During this episode’s ups and downs, the Medicare system has worked flawlessly. Stew registered during his first visit with the surgeon, and from there on all services have been provided, including at-home physical therapy, with no questions asked except for the signing of consent forms for various procedures.
Imagine if Bernie Sanders got his wish of Medicare for everyone. Imagine a tooth fairy too.
For me, this was also an unsettling preview of old age’s illnesses and infirmities, particularly as I watched Stew laboriously shuffle around using a walker during the first few days after the operation, and I had to take care of him. It was not an easy experience.
I’ve heard it said that 70 is the threshold of the road to old age. This may have been proof of that for Stew, 72, and Al, 71.
What goes on forward for us is anyone’s guess. My impulse is to keep traveling and doing things with renewed vigor, until whenever, rather that park the car at the curb.

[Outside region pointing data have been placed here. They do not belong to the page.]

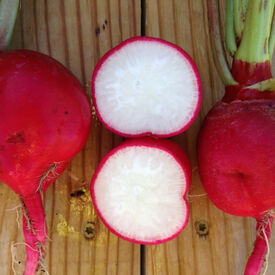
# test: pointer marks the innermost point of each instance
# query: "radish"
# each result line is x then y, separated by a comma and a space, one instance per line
139, 190
236, 146
45, 119
146, 86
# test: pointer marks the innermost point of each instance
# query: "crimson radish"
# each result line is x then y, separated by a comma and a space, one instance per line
236, 147
146, 86
139, 190
45, 118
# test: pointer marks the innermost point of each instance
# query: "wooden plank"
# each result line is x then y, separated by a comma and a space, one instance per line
77, 33
230, 240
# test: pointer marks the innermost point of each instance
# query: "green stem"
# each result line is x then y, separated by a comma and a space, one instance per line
8, 13
254, 43
216, 43
240, 8
271, 45
264, 86
230, 37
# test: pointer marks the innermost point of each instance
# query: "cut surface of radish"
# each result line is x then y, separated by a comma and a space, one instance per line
139, 192
146, 86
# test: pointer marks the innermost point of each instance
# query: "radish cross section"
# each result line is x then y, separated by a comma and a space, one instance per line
139, 190
146, 86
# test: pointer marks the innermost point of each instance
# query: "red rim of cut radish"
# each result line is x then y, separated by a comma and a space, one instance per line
180, 160
112, 112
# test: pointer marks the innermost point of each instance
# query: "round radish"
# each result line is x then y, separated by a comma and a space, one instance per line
139, 190
45, 119
146, 86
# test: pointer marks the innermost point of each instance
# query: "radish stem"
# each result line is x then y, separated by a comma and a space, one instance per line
8, 13
216, 43
230, 37
271, 45
34, 227
254, 44
240, 8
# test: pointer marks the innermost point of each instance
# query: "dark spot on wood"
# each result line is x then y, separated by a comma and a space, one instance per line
202, 228
89, 230
97, 31
16, 138
77, 193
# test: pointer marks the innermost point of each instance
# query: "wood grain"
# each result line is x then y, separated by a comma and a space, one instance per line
230, 240
77, 33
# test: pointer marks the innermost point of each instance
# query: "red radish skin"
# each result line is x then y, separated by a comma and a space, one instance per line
236, 155
193, 73
45, 119
178, 155
236, 148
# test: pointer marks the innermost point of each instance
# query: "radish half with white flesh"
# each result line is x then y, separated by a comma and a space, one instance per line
146, 86
139, 190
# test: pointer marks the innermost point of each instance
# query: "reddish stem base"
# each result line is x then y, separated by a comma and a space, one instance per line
249, 73
256, 260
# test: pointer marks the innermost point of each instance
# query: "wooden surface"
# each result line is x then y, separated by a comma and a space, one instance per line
78, 33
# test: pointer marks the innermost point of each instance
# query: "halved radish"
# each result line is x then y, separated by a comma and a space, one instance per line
139, 190
146, 86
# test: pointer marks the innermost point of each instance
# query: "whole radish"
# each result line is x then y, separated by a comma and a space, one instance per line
139, 190
236, 147
45, 119
146, 87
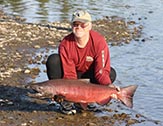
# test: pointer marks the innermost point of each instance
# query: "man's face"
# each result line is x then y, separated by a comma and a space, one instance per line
81, 29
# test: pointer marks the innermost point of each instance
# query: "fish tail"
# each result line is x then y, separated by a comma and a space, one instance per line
126, 95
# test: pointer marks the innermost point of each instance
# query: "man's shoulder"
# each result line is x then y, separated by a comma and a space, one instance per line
96, 34
68, 39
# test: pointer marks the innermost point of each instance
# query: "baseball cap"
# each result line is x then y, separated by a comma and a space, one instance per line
82, 16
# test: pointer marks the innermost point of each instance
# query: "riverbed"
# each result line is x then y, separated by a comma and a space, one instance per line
139, 62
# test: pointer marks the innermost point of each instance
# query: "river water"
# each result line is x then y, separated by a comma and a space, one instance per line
136, 63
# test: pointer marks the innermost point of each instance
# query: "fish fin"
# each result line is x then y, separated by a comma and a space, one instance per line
84, 105
126, 95
105, 101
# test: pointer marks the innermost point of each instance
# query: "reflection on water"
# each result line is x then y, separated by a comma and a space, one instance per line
136, 63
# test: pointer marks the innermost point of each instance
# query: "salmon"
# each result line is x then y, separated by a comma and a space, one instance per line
84, 92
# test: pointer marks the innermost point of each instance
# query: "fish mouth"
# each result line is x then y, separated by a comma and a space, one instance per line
36, 94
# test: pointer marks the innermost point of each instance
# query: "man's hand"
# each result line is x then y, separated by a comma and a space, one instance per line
116, 87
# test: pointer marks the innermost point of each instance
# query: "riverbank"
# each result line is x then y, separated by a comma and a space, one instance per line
19, 41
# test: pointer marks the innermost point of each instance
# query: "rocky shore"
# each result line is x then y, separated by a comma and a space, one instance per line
19, 42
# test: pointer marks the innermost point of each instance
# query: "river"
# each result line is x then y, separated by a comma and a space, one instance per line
136, 63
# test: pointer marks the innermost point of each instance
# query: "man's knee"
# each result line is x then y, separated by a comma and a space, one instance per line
54, 67
52, 60
112, 74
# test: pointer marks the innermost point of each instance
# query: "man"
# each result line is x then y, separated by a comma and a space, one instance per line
84, 53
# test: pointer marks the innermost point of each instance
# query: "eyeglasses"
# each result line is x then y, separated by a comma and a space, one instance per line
82, 25
79, 13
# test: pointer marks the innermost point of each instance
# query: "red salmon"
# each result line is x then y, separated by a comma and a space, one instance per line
84, 92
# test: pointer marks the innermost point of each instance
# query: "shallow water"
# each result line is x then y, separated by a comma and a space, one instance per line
136, 63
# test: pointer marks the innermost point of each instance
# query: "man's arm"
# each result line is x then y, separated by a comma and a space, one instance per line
68, 65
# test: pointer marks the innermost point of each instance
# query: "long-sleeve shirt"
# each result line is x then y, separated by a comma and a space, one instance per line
95, 53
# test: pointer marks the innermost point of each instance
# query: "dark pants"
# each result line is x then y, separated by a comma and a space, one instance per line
55, 71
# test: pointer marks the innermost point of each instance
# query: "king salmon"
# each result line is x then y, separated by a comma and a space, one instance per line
83, 92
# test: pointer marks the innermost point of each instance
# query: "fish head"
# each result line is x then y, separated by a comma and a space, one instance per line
41, 91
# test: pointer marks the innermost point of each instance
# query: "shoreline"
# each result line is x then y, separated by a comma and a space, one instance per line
19, 42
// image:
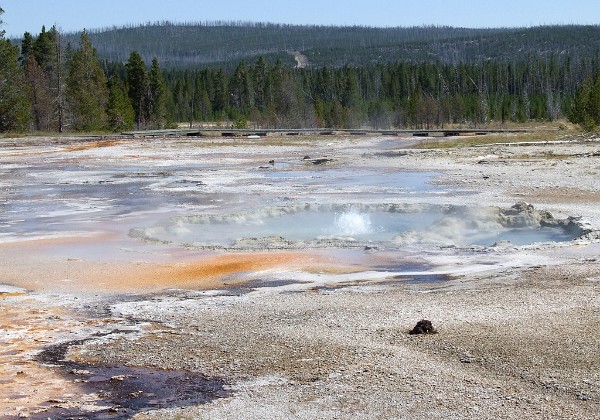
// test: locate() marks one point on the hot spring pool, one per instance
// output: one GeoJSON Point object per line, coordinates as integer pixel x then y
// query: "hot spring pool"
{"type": "Point", "coordinates": [346, 226]}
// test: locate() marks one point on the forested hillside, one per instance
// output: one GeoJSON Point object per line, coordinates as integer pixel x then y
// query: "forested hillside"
{"type": "Point", "coordinates": [243, 75]}
{"type": "Point", "coordinates": [177, 45]}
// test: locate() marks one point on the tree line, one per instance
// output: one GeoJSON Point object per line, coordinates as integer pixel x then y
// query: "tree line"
{"type": "Point", "coordinates": [45, 86]}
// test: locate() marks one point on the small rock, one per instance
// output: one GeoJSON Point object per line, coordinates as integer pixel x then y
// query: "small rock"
{"type": "Point", "coordinates": [424, 326]}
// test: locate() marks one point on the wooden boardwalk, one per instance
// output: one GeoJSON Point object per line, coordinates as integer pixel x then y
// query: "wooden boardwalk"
{"type": "Point", "coordinates": [253, 133]}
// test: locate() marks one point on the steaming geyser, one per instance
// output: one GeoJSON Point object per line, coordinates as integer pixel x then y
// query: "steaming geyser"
{"type": "Point", "coordinates": [353, 223]}
{"type": "Point", "coordinates": [388, 225]}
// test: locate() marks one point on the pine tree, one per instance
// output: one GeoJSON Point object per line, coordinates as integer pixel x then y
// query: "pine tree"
{"type": "Point", "coordinates": [157, 97]}
{"type": "Point", "coordinates": [87, 92]}
{"type": "Point", "coordinates": [39, 94]}
{"type": "Point", "coordinates": [121, 115]}
{"type": "Point", "coordinates": [14, 107]}
{"type": "Point", "coordinates": [137, 83]}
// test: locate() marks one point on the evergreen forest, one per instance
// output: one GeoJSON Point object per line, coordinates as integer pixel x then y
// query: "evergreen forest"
{"type": "Point", "coordinates": [280, 76]}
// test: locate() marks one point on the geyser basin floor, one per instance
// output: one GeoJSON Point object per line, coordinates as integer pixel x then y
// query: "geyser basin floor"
{"type": "Point", "coordinates": [311, 353]}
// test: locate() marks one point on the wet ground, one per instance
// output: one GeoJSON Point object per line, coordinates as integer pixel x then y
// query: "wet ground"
{"type": "Point", "coordinates": [110, 241]}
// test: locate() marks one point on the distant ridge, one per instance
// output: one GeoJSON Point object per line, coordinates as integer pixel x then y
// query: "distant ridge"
{"type": "Point", "coordinates": [216, 43]}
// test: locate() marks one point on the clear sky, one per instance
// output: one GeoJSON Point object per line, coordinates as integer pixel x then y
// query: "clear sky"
{"type": "Point", "coordinates": [74, 15]}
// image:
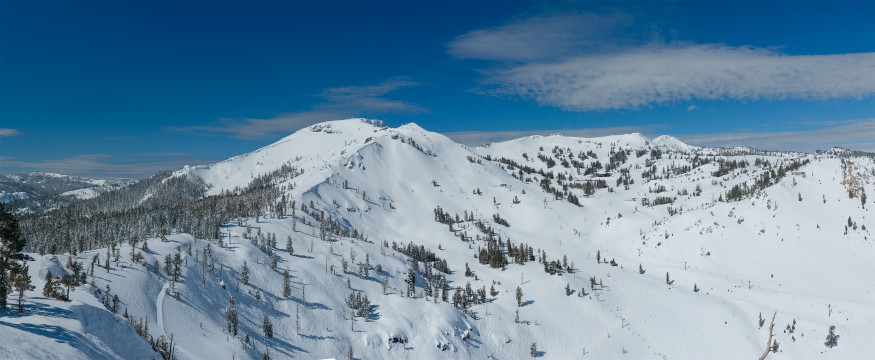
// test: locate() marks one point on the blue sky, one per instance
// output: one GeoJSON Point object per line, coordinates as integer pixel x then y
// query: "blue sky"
{"type": "Point", "coordinates": [127, 88]}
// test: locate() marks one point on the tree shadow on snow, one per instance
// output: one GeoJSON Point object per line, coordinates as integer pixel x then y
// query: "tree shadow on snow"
{"type": "Point", "coordinates": [62, 335]}
{"type": "Point", "coordinates": [37, 309]}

One question is whether we would like to stay in Mexico until that whenever, or decamp to the U.S. But where? After 14 years in Mexico, the U.S. seems utterly foreign yet familiar.
San Antonio’s sky-high prices for everything definitely seem foreign, and so does the youth of people everywhere who give the city an energy—a vibe—definitely lacking from the nursing home feel of San Miguel, especially among expats.
For now, I’m not taking anything for granted.